Understanding GRU/LSTM layers parameter

Hi,

I think I understand but I wanted to check how the layers parameter works in LSTM and GRU. Am I correct in thinking that the layers parameter is effectively a short-hand repetition i.e.

for a univariate time series, and GRUs with a hidden state size 10

self.gru = nn.GRU(input_size=1,hidden_size=10,num_layers=2)

Is equivalent to:

self.gru1 = nn.GRU(input_size=1,hidden_size=10)
self.gru2 = nn.GRU(input_size=10,hidden_size=10)

I think that is what the documentation is saying.

Thanks,

Tim

For clarity the hidden size of 10 was picked at random, I think LSTM is similar but I only wrote up GRU as the example.

I’ll even take a yes or no answer so I know I should keep looking :slight_smile:

If anyone comes looking at this - someone just asked a similar question and got an answer they are the same:

@timdnewman Run the following code on a jupyter to see what nn.GRU() does :
You’ll see that the prints have the same values.

import torch
import torch.nn as nn

gru = nn.GRU(input_size=1,hidden_size=1,num_layers=2, bias=False)
gru_0 = nn.GRU(input_size=1,hidden_size=1,num_layers=1, bias=False)
gru_1 = nn.GRU(input_size=1,hidden_size=1,num_layers=1, bias=False)

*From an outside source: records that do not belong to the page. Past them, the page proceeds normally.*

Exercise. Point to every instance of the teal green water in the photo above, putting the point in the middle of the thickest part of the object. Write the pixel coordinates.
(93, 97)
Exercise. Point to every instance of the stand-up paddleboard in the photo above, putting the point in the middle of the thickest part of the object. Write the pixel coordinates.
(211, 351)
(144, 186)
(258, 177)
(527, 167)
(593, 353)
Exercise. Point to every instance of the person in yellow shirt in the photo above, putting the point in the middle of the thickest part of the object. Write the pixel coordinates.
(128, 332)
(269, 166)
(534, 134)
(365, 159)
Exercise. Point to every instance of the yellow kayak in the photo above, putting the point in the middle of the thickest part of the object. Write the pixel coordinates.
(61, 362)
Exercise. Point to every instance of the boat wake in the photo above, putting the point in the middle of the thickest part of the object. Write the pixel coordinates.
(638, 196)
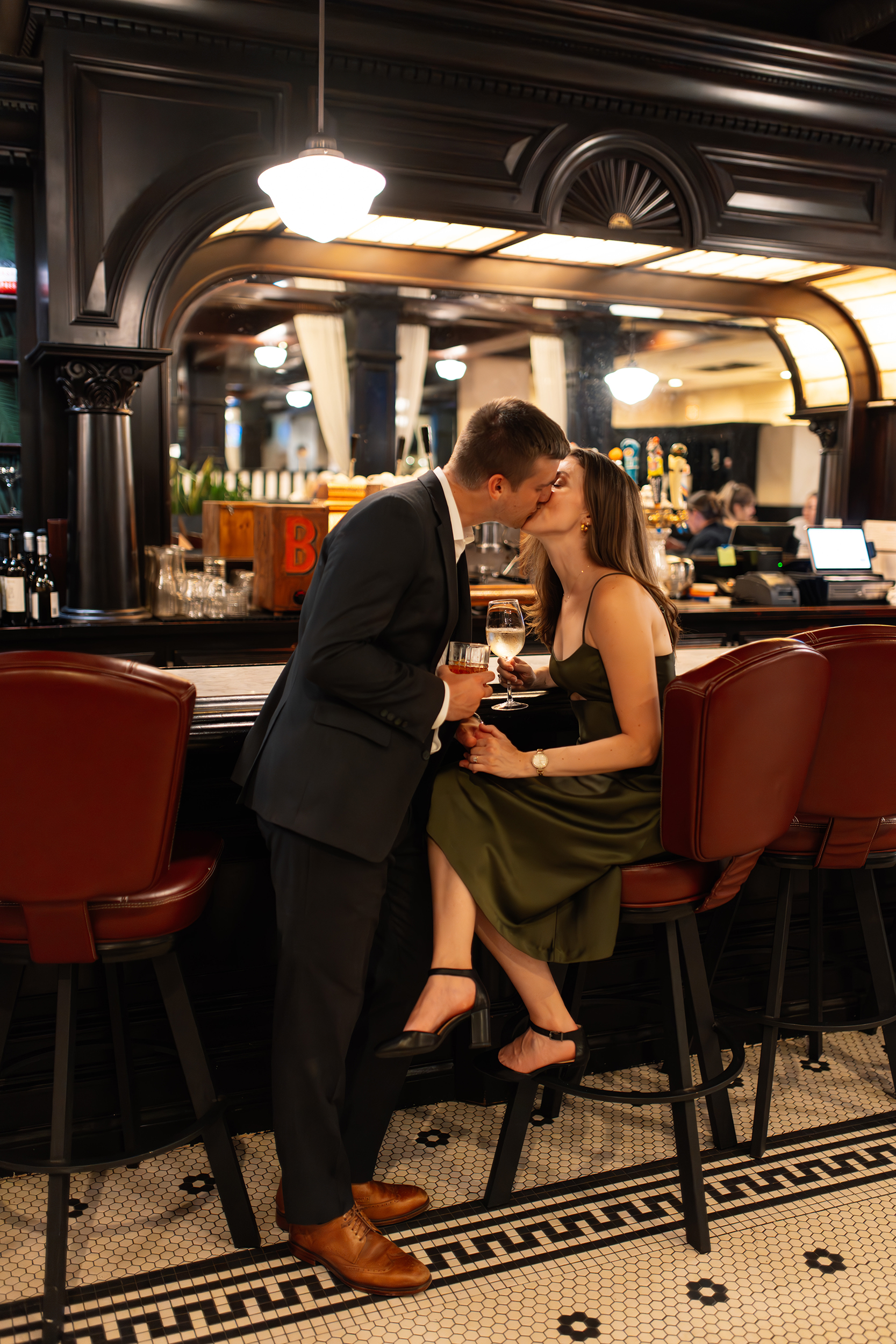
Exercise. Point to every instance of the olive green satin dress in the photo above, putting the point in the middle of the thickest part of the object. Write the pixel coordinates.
(542, 856)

#save the parameters of the gru. 
params = list(gru.named_parameters())

# Assign the weights to the other grus.
gru_0.weight_ih_l0 = params[0][1]
gru_0.weight_hh_l0 = params[1][1]
gru_1.weight_ih_l0 = params[2][1]
gru_1.weight_hh_l0 = params[3][1]


input_tensor = torch.tensor([[3.]])
_, hs = gru(input_tensor)
print(hs)

out0, h0 = gru_0(input_tensor)
out1, h1 = gru_1(out0)
print(out0, out1)
1 Like

Thanks! Although you’re about 3 hours too late :slight_smile:

I have marked you as the solution as that is definitive.

Do you know how to recommend an edit to the documentation? Something like this would clarify it a lot, or at least I think so.

@timdnewman. Thanks, a GRU check was in order for me. Regarding the docs, I have no idea, but if you find out do let me know haha.

Here is the method - but it is a sufficiently long-winded proces that I’ll probably just people search for this :grin:

1 Like